Ultrasound is a term of physics meaning acoustic energy with a frequency above human hearing.

Ultrasound

Ultrasound

is sound with a frequency greater than the upper limit of human hearing, approximately 20 kilohertz/20,000 Hertz. Some animals, such as dogs, dolphins, bats, and mice have an upper limit that is greater than that of the human ear and thus can hear ultrasound.

 

 

 

Ultrasound has industrial and medical applications. Medical Sonography (also called ultrasonography) can visualize muscle and soft tissue, making them useful for scanning the organs, and obstetric sonography is commonly used during pregnancy. The use of microbubble contrast media in medical sonography to improve ultrasound signal backscatter is known as contrast enhanced ultrasound. This technique is currently used in echocardiography, and may have future applications in molecular imaging and drug delivery.

Diagnostic Sonography

is often incorrectly referred to as "ultrasound"; however, ultrasound is a term of physics meaning acoustic energy with a frequency above human hearing. To call a sonogram an "ultrasound" is analogous to calling a photograph a "light". There are other uses of ultrasound in medicine that are not imaging or sonography. These include heating tissue in physical therapy, cleaning teeth in dental hygiene. Ultrasound is also used by iron workers for nondestructive testing of metals and welds, and jewelers use ultrasound to clean rings and watches. These other uses are not included in the definition of Diagnostic Sonography.

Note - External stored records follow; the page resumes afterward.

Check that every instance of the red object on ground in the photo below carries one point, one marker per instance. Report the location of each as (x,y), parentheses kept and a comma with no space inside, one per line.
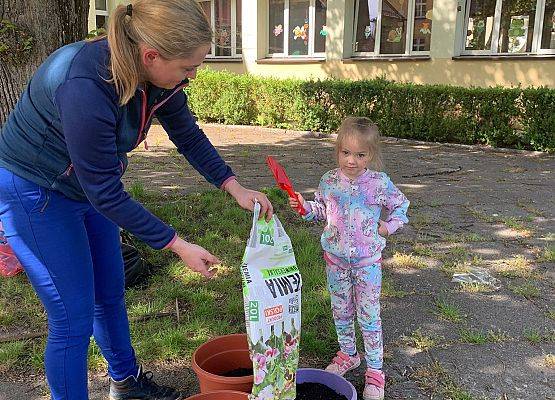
(283,181)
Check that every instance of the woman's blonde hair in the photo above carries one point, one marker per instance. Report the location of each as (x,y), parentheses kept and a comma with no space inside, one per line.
(176,28)
(364,130)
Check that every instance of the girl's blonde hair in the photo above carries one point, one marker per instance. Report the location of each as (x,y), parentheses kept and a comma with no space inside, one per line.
(364,130)
(176,28)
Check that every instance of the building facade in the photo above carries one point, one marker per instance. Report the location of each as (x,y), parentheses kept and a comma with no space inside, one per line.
(456,42)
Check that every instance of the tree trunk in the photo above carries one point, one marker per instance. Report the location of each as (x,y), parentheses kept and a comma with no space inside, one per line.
(51,24)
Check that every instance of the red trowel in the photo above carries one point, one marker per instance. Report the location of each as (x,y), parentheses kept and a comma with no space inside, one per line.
(283,181)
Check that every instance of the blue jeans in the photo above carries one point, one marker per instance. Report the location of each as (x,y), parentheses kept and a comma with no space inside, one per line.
(72,257)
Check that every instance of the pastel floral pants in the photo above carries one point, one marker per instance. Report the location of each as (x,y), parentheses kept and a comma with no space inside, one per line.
(355,291)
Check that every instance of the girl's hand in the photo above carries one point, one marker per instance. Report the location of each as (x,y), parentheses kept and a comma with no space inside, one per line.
(195,257)
(294,203)
(382,229)
(246,199)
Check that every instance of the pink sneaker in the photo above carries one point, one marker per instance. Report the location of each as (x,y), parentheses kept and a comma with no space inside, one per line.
(374,386)
(343,363)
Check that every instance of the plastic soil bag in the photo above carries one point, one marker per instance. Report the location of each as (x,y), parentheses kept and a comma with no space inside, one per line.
(272,297)
(9,264)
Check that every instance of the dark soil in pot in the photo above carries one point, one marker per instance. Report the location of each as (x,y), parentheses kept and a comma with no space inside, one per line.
(316,391)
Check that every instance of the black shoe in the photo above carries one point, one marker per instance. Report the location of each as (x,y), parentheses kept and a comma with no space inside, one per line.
(141,388)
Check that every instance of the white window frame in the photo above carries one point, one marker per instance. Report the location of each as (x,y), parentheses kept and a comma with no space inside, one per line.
(286,33)
(234,53)
(494,51)
(409,34)
(104,13)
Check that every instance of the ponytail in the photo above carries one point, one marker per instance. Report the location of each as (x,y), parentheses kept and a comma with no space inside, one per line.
(175,28)
(125,62)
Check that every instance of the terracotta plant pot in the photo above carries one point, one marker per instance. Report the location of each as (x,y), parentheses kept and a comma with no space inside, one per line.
(220,395)
(333,381)
(219,356)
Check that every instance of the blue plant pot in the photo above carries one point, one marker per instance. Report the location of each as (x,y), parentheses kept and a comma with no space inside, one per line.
(333,381)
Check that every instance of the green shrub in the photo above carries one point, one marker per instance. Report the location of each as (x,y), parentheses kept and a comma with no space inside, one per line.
(516,118)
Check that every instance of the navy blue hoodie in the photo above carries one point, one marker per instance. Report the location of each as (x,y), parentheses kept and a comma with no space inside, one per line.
(68,133)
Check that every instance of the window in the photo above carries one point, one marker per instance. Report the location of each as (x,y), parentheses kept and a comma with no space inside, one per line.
(101,14)
(297,28)
(225,19)
(387,26)
(509,27)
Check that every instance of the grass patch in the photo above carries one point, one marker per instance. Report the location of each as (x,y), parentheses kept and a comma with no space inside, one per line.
(548,254)
(208,307)
(448,312)
(137,190)
(418,340)
(516,267)
(533,336)
(514,223)
(406,261)
(422,250)
(525,205)
(420,221)
(435,380)
(389,289)
(14,292)
(9,354)
(475,288)
(473,336)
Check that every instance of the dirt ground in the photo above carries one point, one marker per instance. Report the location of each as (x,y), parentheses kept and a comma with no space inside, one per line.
(490,208)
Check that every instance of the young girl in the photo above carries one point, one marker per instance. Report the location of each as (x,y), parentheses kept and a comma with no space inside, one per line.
(350,199)
(62,154)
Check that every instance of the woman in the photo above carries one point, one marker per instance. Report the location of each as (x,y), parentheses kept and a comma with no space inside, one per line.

In medical ultrasonography, a sound wave is produced by creating short, strong pulses of sound from a phased array of piezoelectric transducers. The sound wave, which is able to penetrate bodily fluids, but not solids, bounces off the solid object and returns to the Transducer, this return is an echo.

The return of the sound wave to the Transducer results in the same process that it took to send the sound wave, just in reverse. The return sound wave vibrates the Transducer and turns that vibration into an electrical pulse that is sent through the probe and into sonographers computer where it can be interpreted and transformed into a digital image.